Doch was bedeuten Fakten in Zeiten des Gedächtnisverlustes? Da wäre etwa Jemen. Die Saudis, deren Krieg dort Tausende Opfer fordert, behaupten, sie müssten eine iranische Intervention zugunsten schiitischer Stämme abwehren. Mit ihren Eliteeinheiten sind die Iraner aber schon im Irak und in Syrien engagiert. An einem weiteren Krieg sind sie nicht interessiert. Tatsächlich sind nicht viele Iraner in Jemen. Der Schluss "Schiit gleich Schiit" ist hier wenig am Platz.

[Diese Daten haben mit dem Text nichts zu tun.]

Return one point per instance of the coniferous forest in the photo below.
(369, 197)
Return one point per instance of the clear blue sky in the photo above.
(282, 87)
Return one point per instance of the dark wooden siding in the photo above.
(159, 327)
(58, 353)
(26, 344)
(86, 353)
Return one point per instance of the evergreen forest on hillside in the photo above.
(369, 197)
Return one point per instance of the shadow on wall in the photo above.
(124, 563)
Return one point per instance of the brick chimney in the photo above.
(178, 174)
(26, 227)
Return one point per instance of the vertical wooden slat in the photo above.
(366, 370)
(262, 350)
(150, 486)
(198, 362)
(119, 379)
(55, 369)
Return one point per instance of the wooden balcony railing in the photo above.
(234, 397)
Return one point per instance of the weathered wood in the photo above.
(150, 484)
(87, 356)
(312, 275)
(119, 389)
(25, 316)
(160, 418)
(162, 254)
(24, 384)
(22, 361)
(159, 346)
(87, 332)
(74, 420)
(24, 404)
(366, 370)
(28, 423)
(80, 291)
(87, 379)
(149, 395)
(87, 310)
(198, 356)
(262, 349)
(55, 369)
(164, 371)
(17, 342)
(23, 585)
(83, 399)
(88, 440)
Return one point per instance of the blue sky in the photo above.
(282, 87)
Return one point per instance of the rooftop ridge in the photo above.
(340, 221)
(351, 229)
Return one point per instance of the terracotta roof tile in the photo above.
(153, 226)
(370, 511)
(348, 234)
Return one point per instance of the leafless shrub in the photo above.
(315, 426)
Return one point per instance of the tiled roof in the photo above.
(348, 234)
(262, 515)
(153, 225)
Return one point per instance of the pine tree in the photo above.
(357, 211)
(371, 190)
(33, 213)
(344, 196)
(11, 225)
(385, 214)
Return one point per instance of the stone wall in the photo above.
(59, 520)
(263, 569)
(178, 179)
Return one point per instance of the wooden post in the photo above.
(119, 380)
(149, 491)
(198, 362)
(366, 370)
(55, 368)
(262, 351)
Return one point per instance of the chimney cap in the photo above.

Das Morgenland ist ein Garten der Legenden. Selbst die Wahhabiten, die Hüter der reinen Ideen Saudi-Arabiens, polieren ihr Geschichtsbild. Noch heute weisen die Söhne des Staatsgründers Abdel Asis Ibn Saud das Gespräch mit Oppositionellen zurück. Wir haben das Reich mit dem Schwert gewonnen, wir geben es nur unter dem Schwert wieder her, sagen sie. Neben dem Schwert sicherten aber auch die Ehen das Reich, die Abdel Asis mit Töchtern der Stämme der arabischen Halbinsel schloss. Die Korruption in der Familie der Sauds wurde so endemisch.

Niemand trägt mehr Schuld am Elend zwischen Hindukusch und Levante als die Vereinigten Staaten und ihre militärischen Verbündeten. Sie intervenierten in Afghanistan, angeblich in Reaktion auf die Al-Qaida-Anschläge vom 11. September 2001. Der Irak wurde unter frei erfundenen Vorwänden attackiert. Hunderttausende starben, Millionen verloren ihre Existenz und Heimat. Das, was die Kanzlerin Angela Merkel (CDU) Fluchtursachen nennt, wurde auch damals geschaffen.

Im Orient wird viel gelogen. Über den Orient auch. Die Chancen für eine dauerhafte Zusammenarbeit des Westens mit Iran beruhen allerdings auf soliden Tatsachen und nicht mehr, wie lange Zeit, auf Selbsttäuschung und Geschwätz.